Broken Angel or the Broken Angel House was a building located at 4–6 Downing Street in the Clinton Hill neighborhood of Brooklyn, New York, at the intersection of Downing and Quincy street. The house was featured prominently as a backdrop in the film Dave Chappelle's Block Party and was demolished in 2014.

== Design ==
Artists Arthur and Cynthia Wood built the top part of the structure in the 27 years that they were owners of the building. Arthur had a camera obscura on the top area and a room that looked like it floated in the air. The inside was like a huge cathedral with arches and colorful "stained glass windows" that were made from the remains of bottles and glass.

== History ==
Brooklyn artist Arthur Wood purchased the 4-story brick tenement building in 1979 for $2,000. He lived in the house with his wife Cynthia, his son Christopher, who is now a stone carver, and his daughter Elizabeth. The artist explored ideas about design and vernacular architecture with improvised construction to add new floors and rooms to the original building, to the point where the structure reaches 104 feet, or about 9 stories above the sidewalk. The site has been compared to Watts Towers in Los Angeles for the ad hoc construction and is acknowledged for its value as folk art and as part of the cultural heritage.

As a result of a fire on October 10, 2006, the New York City Department of Buildings declared the building dangerous, telling Arthur and Cynthia that they had to go. A couple of days later police arrived, cordoned off Downing Street and had battering rams ready to strike down the door. When Arthur defied the vacate order by staying in the building, he was arrested. The police also arrested Cynthia who was outside with their dog Jack. Arthur and Cynthia were taken away in handcuffs and kept at the precinct for many hours. Arthur and his wife and pets lived in a car outside their own building during the cold winter months that followed.

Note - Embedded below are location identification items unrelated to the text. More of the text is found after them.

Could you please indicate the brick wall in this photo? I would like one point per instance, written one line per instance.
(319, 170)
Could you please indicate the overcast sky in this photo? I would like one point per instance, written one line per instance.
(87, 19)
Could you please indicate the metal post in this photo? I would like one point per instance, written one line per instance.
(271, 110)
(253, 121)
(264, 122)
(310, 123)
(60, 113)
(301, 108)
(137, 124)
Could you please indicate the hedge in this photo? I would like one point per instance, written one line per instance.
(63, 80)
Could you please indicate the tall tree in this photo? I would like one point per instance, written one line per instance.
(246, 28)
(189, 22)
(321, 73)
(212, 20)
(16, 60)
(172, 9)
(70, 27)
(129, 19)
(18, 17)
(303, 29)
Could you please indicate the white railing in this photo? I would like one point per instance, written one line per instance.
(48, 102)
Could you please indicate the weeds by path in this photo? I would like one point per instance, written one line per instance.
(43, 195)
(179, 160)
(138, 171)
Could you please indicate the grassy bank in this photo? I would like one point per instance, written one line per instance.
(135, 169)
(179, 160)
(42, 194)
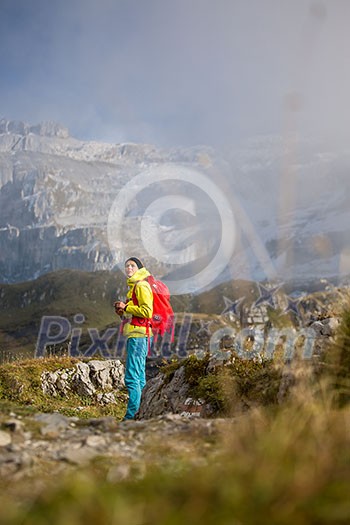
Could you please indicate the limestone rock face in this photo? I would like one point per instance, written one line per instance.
(56, 193)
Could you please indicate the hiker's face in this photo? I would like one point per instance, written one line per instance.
(130, 268)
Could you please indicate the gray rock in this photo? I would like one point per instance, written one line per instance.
(160, 396)
(85, 379)
(52, 424)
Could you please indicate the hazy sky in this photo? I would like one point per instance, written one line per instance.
(177, 72)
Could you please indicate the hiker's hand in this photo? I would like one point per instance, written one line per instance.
(119, 307)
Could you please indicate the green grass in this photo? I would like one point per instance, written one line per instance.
(20, 386)
(269, 468)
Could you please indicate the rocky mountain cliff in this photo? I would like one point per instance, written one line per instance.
(289, 204)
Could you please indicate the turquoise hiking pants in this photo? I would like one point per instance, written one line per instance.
(135, 372)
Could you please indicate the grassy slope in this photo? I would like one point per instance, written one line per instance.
(68, 292)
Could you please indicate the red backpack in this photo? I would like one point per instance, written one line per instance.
(162, 321)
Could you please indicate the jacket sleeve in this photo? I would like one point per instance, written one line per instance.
(144, 297)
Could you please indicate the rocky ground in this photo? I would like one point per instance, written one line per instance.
(53, 444)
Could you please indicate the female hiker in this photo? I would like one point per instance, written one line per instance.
(137, 313)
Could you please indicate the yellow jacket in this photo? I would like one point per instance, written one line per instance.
(144, 308)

On January 11, 2007 it was announced that Arthur Wood had partnered with local real estate developer Shahn Christian Andersen to renovate Broken Angel, build a new addition to its side, and convert the building to residential condominiums and artist space.

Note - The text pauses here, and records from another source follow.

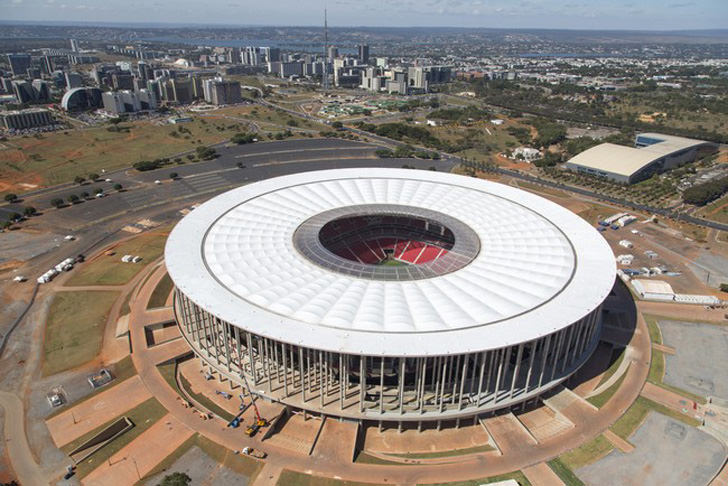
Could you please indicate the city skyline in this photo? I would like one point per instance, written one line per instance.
(526, 14)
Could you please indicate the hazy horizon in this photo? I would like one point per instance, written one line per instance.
(645, 15)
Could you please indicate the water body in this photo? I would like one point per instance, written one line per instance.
(568, 55)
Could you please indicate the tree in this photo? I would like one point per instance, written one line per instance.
(176, 479)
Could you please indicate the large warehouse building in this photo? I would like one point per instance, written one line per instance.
(388, 294)
(652, 153)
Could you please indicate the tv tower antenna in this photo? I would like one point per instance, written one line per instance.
(326, 54)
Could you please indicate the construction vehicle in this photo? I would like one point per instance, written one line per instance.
(249, 451)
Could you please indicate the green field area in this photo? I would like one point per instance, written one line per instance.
(450, 453)
(57, 157)
(586, 453)
(563, 472)
(601, 399)
(110, 270)
(142, 416)
(75, 329)
(161, 292)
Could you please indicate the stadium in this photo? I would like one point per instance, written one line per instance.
(389, 295)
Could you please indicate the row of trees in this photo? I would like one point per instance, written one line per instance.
(84, 196)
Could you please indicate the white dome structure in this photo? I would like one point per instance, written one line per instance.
(389, 294)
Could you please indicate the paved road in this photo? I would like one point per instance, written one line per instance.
(21, 457)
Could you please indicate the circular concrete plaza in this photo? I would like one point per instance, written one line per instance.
(388, 294)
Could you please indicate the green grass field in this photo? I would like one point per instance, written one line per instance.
(142, 416)
(110, 270)
(161, 292)
(58, 157)
(600, 400)
(75, 329)
(563, 472)
(586, 453)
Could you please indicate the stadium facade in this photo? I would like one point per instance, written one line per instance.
(387, 294)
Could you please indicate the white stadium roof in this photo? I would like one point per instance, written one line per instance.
(539, 267)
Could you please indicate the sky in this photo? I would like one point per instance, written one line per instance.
(549, 14)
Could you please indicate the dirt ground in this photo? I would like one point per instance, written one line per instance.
(96, 411)
(141, 455)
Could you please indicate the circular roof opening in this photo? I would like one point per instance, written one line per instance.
(387, 242)
(387, 239)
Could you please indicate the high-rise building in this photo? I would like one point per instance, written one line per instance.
(145, 71)
(19, 63)
(122, 81)
(220, 92)
(33, 72)
(20, 119)
(42, 90)
(363, 53)
(73, 80)
(23, 91)
(47, 64)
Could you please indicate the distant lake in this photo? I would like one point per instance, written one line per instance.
(568, 55)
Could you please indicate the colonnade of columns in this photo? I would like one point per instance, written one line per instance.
(387, 388)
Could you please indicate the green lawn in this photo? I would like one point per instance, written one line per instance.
(654, 328)
(110, 270)
(563, 472)
(586, 453)
(295, 478)
(121, 370)
(600, 400)
(75, 329)
(142, 416)
(161, 292)
(635, 415)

Despite the Woods' efforts the house was a square box, and the plans to renovate it under the direction of Shahn Christian Andersen were never completed. Faced with a foreclosure from Madison Realty Bank, and Cynthia being diagnosed with cancer, the Woods struggled to fight the foreclosure and get their house back. Cynthia Wood died at the age of 72.

===Demolition===
In January 2009, the house was put on the market by owner Arthur Wood for $4 million and banks filed for foreclosure on the development loans. The site (including the house), was bought by developer Alex Barrett in January 2014 who paid $4.1 million for the structure; he plans to convert the site into an eight-unit condominium building, with a brand new two-unit building next door at 8 Downing Street. Demolition of the house began in April 2014. By May 2014 the structure was completely demolished.

== Featured in movies ==
The Broken Angel House has a small story segment in the movie Dave Chapelle's Block Party.